Afric's barren sand,
Where nought can grow, because it raineth not,
And where no rain can fall to bless the land,
Because nought grows there.

[Footnote: Det golde Strog i Afrika,
Der Intet voxe kan, da ei det regner,
Og, omvendt, ingen Regn kan falde, da
Der Intet voxer.
Paudan-Muller, Adam Hamo, ii., 408.]

Before going further with the discussion, however, it is well to remark that the comparative rarity or frequency of inundations in earlier or later centuries is not necessarily, in most cases not probably, entitled to any weight whatever, as a proof that more or less rain fell formerly than now; because the accumulation of water in the channel of a river depends far less upon the quantity of precipitation in its valley, than upon the rapidity with which it is conducted, on or under the surface of the ground, to the central artery that drains the basin. But this point will be more fully discussed in a subsequent chapter.

In writers on the subject we are discussing, we find many positive assertions about the diminution of rain in countries which have been stripped of wood within the historic period, but these assertions very rarely rest upon any other proof than the doubtful recollection of unscientific observers, and I am unable to refer to a single instance where the records of the rain-gauge, for a considerable period before and after the felling or planting of extensive woods, can be appealed to in support of either side of the question.

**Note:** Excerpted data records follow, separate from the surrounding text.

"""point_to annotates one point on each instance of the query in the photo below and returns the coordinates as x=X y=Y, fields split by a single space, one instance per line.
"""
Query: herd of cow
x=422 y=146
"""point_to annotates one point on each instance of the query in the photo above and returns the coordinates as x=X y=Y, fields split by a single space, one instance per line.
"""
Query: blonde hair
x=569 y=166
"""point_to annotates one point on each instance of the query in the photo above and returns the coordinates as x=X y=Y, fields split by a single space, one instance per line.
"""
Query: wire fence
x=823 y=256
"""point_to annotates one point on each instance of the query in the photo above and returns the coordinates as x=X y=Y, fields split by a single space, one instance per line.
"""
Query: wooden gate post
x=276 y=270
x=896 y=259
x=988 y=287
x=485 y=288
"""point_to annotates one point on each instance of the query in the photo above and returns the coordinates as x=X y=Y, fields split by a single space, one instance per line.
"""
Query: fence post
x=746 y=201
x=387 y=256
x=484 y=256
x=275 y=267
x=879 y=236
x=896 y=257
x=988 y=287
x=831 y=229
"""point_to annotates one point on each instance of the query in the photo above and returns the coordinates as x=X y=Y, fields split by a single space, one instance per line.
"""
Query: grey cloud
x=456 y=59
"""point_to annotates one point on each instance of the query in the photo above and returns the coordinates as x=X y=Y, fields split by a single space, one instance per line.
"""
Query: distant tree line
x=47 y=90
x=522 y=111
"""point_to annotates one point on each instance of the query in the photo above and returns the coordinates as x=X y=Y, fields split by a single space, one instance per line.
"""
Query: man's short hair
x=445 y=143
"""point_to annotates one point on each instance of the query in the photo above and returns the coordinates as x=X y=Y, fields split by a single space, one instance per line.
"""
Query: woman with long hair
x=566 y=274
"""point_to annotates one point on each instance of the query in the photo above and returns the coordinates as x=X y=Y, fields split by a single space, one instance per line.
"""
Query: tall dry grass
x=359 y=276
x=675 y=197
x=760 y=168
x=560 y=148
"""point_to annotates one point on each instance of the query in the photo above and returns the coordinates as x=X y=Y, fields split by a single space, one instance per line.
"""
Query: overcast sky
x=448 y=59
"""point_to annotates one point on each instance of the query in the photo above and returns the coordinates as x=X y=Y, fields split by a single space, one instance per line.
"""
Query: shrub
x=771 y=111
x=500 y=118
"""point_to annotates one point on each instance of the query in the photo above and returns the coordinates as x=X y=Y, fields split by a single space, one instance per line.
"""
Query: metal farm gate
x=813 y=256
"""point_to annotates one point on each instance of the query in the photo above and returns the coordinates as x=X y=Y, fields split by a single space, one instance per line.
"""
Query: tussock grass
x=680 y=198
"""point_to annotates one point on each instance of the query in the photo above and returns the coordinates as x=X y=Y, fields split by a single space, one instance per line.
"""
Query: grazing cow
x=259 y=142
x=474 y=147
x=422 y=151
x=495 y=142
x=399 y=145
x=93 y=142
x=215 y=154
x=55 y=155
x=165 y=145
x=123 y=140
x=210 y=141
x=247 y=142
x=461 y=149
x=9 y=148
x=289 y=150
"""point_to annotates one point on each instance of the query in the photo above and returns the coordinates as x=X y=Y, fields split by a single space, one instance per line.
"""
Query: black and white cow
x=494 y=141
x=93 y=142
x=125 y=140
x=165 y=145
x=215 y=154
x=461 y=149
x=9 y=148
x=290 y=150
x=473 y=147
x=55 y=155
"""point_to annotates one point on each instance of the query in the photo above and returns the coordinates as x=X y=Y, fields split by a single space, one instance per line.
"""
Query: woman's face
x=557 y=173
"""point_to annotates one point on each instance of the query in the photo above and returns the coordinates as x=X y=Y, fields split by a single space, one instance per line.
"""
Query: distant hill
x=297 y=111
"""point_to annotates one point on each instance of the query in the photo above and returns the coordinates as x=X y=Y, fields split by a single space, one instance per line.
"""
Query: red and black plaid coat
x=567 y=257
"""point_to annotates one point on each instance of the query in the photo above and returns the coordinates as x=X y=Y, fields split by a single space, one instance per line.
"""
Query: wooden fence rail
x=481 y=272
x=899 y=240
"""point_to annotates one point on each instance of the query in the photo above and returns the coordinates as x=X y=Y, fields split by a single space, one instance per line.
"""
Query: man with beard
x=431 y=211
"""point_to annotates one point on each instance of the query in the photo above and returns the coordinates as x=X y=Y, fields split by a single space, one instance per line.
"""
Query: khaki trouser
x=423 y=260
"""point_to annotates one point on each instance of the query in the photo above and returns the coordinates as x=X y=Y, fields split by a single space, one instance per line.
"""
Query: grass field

The scientific reputation of many writers who have maintained that precipitation has been diminished in particular localities by the destruction of forests, or augmented by planting them, has led the public to suppose that their assertions rested on sufficient proof. We cannot affirm that in none of these cases did such proof exist, but I am not aware that it has ever been produced. [Footnote: Among recent writers, Clave, Schacht, Sir John F. W. Herschel, Hohenstein, Barth, Asbjornsen, Boussingault, and others, maintain that forests tend to produce rain and clearings to diminish it, and they refer to numerous facts of observation in support of this doctrine; but in none of these does it appear that these observations are supported by actual pluviometrical measure. So far as I know, the earliest expression of the opinion that forests promote precipitation is that attributed to Christopher Columbus, in the Historie del S. D. Fernando Colombo, Venetia, 157l, cap. lviii., where it is said that the Admiral ascribed the daily showers which fell in the West Indies about vespers to "the great forests and trees of those countries," and remarked that the same effect was formerly produced by the same cause in the Canary and Madeira Islands and in the Azores, but that "now that the many woods and trees that covered them have been felled, there are not produced so many clouds and rains as before."

Mr. H. Harrisse, in his very learned and able critical essay, Fernand Colomb, sa Vie et ses Oeuvres, Paris, 1872, has made it at least extremely probable that the Historie is a spurious work. The compiler may have found this observation in some of the writings of Columbus now lost, but however that may be, the fact, which Humboldt mentions in Cosmos with much interest, still remains, that the doctrine in question was held, if not by the great discoverer himself, at least by one of his pretended biographers, as early as the year 1571.]